Marketing Articles


Barter Companies And Excess Inventory

by Terry Lamb

Barter companies let you expand your market and keep cash-paying customers. This means incremental business - customers who skip competing businesses in order to conduct business with you. Barter makes new customers since buyers are likely to pay with products or services and thus save cash. Many businesses prefer bartering and conserving cash.

Barter customers pay retail prices, so you get the full value of your goods and services. Retailers must keep their inventory moving and our customers shop for the most current merchandise each season. Barter Companies will bring you buyers to move excess inventory, eliminating the advertising costs and heavy discounting otherwise needed to accomplish this.

Companies involved in barter trade help you in the sales of your surplus inventory at either the current market price of the product or the price at which you sell to distributors. Thus you are in a position to maintain your current pricing integrity and also enable you to fetch better return on your investment.

Barter income is treated the same as cash income.

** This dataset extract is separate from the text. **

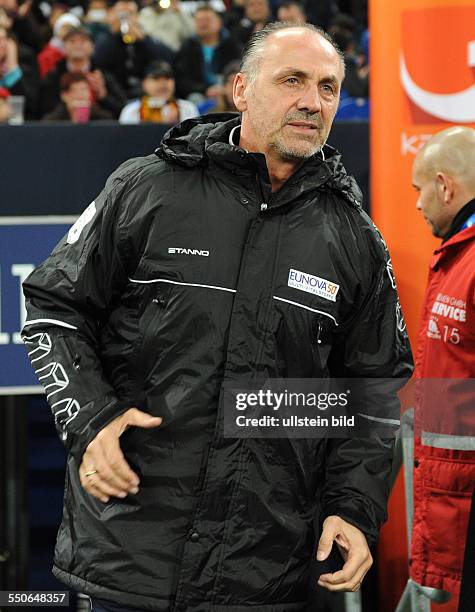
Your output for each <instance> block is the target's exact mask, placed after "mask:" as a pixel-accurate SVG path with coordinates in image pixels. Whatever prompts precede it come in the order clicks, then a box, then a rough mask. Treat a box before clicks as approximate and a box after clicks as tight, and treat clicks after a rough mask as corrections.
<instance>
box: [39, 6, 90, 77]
mask: <svg viewBox="0 0 475 612" xmlns="http://www.w3.org/2000/svg"><path fill="white" fill-rule="evenodd" d="M80 25H81V22H80V20H79V18H78V17H76V15H73V14H72V13H63V14H62V15H60V16H59V17H57V19H56V20H55V22H54V25H53V37H52V38H51V40H50V41H49V43H48V44H47V45H46V46H45V47H44V48H43V49H42V50H41V51H40V53H38V68H39V70H40V77H41V78H42V79H44V78H45V76H46V75H47V74H48V72H51V70H54V68H55V67H56V65H57V63H58V62H60V61H61V60H62V59H63V58H64V37H65V36H66V34H67V33H68V32H69V30H71V29H72V28H78V27H79V26H80Z"/></svg>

There are no tax advantages or disadvantages to bartering. Trade exchange should be considered a marketing tool, not a tax tool. Barter transactions typically involve companies with unsold goods on retail.

Companies big and small are now using barter to sell and purchase goods and services. Bartering is the exchange of goods and services without the use of currency. Although bartering has been used in commercial and private transactions since ancient times, its appeal notably increased in the waning years of the 20th century.

Surprisingly, bartering has proven worldwide not only to complement the sophisticated marketplace economies, but also to be a means of surviving moribund economies. In the U.S., for example, the dollar value of bartered transactions grew at a rate of roughly 16 percent per year in the 11 years after 1987. By contrast, in corrupted economies, bartering has an essential role in almost 76 percent of business dealings that involve major companies.

Every day, both materials and services are traded between small businesses. In a nutshell, this is small business marketing. A business arrangement is considered consummated if one company consents to exchange service or goods with another in return for something of similar value.

Barter transactions typically involve companies with unsold goods on retail. The barter companies coordinate the selling of surplus inventory by negotiating for you to receive either the going price in the marketplace, or your normal selling price to distributors. This allows you to maintain your current pricing integrity and upgrade your return on investment. Barter income is treated the same as cash income. There are no tax advantages or disadvantages to bartering. The trade exchange should be considered a marketing tool, not a tax tool. In a nutshell, this is small business marketing.